Yep you're so right. Actually I thought it was also impossible to upgrade linux. But it really isn't. Debian GNU/Linux has been upgraded continuously without any (serious) flaw here, for five years !

Microsoft has something to learn from them : database managed installations. Whenever an external program (or, in the case of Windows, also an internal Windows component) is installed, a database tracks every file related to that package. Also library dependancies (in the case of windows, DLLs). It's such a pity that when you uninstall a program which has shared DLLs there is no way to know if you can remove those DLLs safely without compromising any other installed program.

So in the Windows world, if you're the kind of person that installs/uninstalls/upgrades continuously his/her softwares, you end with an unusable system so quickly ... I was used to that, until I found Debian package management system.

Sorry this is a bit too offtopic

Reply Parent Score: 5

yorch Member since:

"Microsoft has something to learn from them : database managed installations"

Sorry, but isn't Windows Installer (.msi files) supposed to be that?

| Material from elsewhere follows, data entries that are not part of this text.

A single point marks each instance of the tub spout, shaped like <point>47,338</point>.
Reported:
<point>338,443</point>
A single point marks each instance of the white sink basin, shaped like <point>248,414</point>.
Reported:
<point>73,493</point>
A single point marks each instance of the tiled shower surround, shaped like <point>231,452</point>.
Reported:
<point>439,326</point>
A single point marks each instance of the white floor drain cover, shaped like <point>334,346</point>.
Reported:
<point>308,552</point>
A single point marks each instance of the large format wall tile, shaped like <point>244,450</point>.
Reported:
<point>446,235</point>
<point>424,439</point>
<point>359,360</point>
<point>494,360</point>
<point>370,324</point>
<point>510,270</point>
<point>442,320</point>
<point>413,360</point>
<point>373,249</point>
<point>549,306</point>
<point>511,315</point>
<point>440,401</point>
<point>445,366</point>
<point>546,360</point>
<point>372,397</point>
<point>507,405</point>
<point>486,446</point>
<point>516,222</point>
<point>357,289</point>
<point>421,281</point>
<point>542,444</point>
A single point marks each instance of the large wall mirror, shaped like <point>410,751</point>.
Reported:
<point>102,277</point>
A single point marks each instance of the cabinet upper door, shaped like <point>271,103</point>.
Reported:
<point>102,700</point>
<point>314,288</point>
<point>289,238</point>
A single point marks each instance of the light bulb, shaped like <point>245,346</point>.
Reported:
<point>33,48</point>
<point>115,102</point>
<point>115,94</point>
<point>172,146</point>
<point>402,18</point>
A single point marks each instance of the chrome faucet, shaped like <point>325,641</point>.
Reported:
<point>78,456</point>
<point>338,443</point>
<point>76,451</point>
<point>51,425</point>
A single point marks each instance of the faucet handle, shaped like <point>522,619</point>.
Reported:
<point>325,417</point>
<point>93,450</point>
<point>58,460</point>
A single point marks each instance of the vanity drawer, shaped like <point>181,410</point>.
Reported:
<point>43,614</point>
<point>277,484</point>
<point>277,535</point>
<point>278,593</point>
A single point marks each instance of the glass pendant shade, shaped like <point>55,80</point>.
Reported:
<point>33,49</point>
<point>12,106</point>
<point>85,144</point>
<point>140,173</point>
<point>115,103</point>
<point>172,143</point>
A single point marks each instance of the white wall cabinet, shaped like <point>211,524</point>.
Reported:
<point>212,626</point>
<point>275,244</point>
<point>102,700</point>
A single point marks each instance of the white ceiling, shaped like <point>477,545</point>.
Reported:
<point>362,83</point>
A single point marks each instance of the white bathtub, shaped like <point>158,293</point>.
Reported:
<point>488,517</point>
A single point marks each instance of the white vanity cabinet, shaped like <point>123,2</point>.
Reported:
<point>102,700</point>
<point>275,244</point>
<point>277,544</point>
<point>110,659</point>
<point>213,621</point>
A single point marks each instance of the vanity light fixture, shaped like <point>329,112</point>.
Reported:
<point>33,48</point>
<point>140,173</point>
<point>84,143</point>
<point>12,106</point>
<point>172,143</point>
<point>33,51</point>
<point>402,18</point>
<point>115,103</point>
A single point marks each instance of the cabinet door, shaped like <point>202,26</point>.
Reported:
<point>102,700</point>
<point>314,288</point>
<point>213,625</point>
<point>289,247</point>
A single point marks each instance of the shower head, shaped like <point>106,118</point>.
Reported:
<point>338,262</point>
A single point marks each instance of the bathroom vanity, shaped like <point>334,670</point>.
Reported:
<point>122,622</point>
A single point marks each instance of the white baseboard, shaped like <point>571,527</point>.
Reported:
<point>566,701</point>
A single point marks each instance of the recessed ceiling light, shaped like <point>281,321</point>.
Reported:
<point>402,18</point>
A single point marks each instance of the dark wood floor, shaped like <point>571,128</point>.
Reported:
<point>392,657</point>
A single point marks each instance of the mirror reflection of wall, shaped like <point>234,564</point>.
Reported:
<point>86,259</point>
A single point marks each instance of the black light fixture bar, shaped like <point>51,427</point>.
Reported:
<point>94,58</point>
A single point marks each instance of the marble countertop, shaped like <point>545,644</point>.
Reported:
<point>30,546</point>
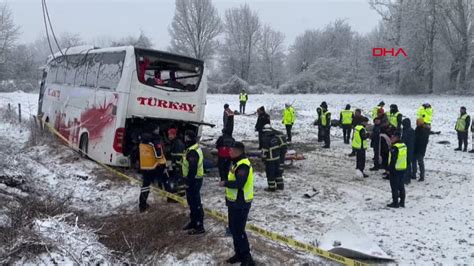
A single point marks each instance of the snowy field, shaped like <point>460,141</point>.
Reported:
<point>435,227</point>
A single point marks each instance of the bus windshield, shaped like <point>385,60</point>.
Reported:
<point>167,71</point>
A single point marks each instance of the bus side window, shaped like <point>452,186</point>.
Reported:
<point>81,71</point>
<point>110,70</point>
<point>62,69</point>
<point>93,64</point>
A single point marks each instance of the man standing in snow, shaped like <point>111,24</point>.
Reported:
<point>271,156</point>
<point>243,98</point>
<point>239,195</point>
<point>288,119</point>
<point>462,126</point>
<point>359,144</point>
<point>326,125</point>
<point>422,135</point>
<point>228,119</point>
<point>193,172</point>
<point>262,120</point>
<point>408,137</point>
<point>397,167</point>
<point>345,119</point>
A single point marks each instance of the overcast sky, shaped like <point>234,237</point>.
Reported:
<point>118,18</point>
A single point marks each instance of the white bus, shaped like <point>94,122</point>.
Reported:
<point>100,99</point>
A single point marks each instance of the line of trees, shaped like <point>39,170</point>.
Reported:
<point>243,52</point>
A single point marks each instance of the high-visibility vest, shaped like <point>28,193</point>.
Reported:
<point>461,123</point>
<point>346,117</point>
<point>243,97</point>
<point>289,116</point>
<point>401,163</point>
<point>185,163</point>
<point>357,142</point>
<point>375,111</point>
<point>324,121</point>
<point>150,158</point>
<point>393,118</point>
<point>426,114</point>
<point>231,193</point>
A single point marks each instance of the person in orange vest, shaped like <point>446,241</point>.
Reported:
<point>152,164</point>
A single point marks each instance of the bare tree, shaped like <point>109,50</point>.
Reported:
<point>271,52</point>
<point>242,33</point>
<point>8,30</point>
<point>194,29</point>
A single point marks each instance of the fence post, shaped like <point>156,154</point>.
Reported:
<point>19,112</point>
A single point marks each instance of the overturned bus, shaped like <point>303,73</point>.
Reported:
<point>102,99</point>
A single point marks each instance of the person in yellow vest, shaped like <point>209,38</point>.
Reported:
<point>326,125</point>
<point>152,164</point>
<point>360,145</point>
<point>288,120</point>
<point>425,112</point>
<point>243,98</point>
<point>346,118</point>
<point>193,172</point>
<point>394,117</point>
<point>397,164</point>
<point>462,127</point>
<point>375,111</point>
<point>239,195</point>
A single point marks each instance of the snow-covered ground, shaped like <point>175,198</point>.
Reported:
<point>435,227</point>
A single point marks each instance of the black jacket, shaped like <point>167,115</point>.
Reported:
<point>408,137</point>
<point>241,175</point>
<point>422,136</point>
<point>262,120</point>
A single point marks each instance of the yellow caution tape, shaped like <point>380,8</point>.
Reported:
<point>222,217</point>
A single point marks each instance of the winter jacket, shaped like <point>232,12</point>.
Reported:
<point>262,120</point>
<point>422,135</point>
<point>408,137</point>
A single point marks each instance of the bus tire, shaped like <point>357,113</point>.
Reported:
<point>84,145</point>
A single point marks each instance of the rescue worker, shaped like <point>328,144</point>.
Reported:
<point>224,144</point>
<point>262,120</point>
<point>193,172</point>
<point>239,195</point>
<point>397,168</point>
<point>408,138</point>
<point>346,118</point>
<point>462,126</point>
<point>422,135</point>
<point>228,120</point>
<point>152,163</point>
<point>326,125</point>
<point>425,112</point>
<point>319,112</point>
<point>360,144</point>
<point>375,144</point>
<point>376,109</point>
<point>271,156</point>
<point>288,120</point>
<point>175,172</point>
<point>394,117</point>
<point>243,98</point>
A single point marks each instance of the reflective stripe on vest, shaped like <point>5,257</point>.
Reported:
<point>357,142</point>
<point>149,159</point>
<point>401,163</point>
<point>461,123</point>
<point>346,117</point>
<point>393,119</point>
<point>200,170</point>
<point>231,193</point>
<point>324,121</point>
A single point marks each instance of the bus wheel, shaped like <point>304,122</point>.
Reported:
<point>83,145</point>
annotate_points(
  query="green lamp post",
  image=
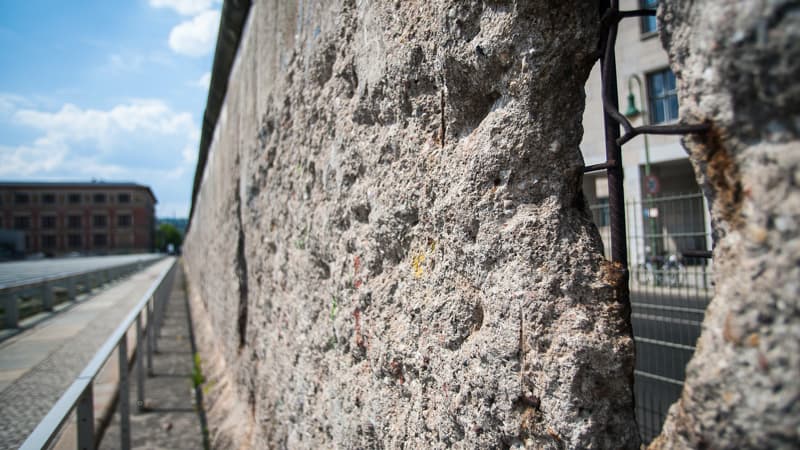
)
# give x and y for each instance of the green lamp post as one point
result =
(633, 112)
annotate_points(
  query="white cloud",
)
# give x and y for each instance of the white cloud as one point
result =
(195, 37)
(144, 141)
(185, 7)
(202, 82)
(102, 128)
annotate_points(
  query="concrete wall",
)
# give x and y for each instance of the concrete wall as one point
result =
(738, 64)
(390, 247)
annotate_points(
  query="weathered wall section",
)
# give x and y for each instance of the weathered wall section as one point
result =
(390, 247)
(738, 65)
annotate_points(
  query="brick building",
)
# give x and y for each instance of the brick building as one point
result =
(91, 218)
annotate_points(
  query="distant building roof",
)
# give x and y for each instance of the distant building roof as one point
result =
(77, 185)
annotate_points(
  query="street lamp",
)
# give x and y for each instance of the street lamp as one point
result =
(631, 113)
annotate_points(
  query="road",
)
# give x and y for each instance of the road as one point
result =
(37, 365)
(666, 325)
(14, 272)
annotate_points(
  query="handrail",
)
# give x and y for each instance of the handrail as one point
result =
(26, 284)
(8, 293)
(80, 392)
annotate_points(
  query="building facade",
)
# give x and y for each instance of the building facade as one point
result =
(666, 214)
(87, 218)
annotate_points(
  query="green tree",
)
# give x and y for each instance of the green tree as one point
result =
(168, 234)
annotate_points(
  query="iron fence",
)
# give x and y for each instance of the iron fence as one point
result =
(146, 318)
(670, 288)
(25, 298)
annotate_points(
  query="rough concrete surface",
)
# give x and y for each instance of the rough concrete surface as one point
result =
(738, 65)
(390, 248)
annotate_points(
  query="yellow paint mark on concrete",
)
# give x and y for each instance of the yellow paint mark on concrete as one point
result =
(417, 265)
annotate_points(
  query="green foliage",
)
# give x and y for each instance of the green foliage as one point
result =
(197, 371)
(168, 234)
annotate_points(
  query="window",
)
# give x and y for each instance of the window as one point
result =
(74, 222)
(100, 240)
(21, 198)
(48, 221)
(663, 96)
(49, 199)
(100, 221)
(124, 220)
(22, 222)
(602, 216)
(649, 23)
(74, 241)
(48, 241)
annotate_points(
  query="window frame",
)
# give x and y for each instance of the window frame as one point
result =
(48, 198)
(71, 225)
(95, 221)
(74, 198)
(18, 196)
(17, 224)
(47, 225)
(129, 221)
(664, 97)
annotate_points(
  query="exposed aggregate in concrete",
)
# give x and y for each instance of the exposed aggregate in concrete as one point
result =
(391, 249)
(738, 65)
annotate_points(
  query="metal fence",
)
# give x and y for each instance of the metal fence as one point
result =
(146, 318)
(669, 290)
(27, 297)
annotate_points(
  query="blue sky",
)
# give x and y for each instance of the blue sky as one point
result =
(112, 90)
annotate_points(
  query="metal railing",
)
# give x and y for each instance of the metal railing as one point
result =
(670, 288)
(80, 397)
(72, 282)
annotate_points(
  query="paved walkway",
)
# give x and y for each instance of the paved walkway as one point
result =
(172, 419)
(14, 272)
(38, 365)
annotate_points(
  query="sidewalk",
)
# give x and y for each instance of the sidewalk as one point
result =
(38, 365)
(172, 418)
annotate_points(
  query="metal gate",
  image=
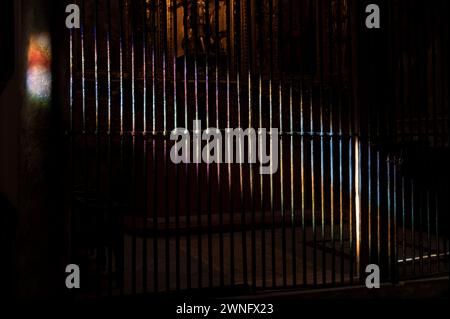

You shouldn't worry about ".dll hell" as long as your software vendor provides applications in .msi format (most of the application nowadays)

Reply Parent Score: 2

MightyPenguin Member since:

Actually in XP at least windows does keep track when multiple programs install/use multiple versions of shared DLLs windows will keeps a backup cache of them. So if the program asks for them again, even if another program has "uninstalled" them then it will still work. I'm not sure how they do this for dynamically/runtime opened DLLs, but at least this works most of the time. This is why you can almost always say "remove all" when XP asks if you want to uninstall the shared DLLs.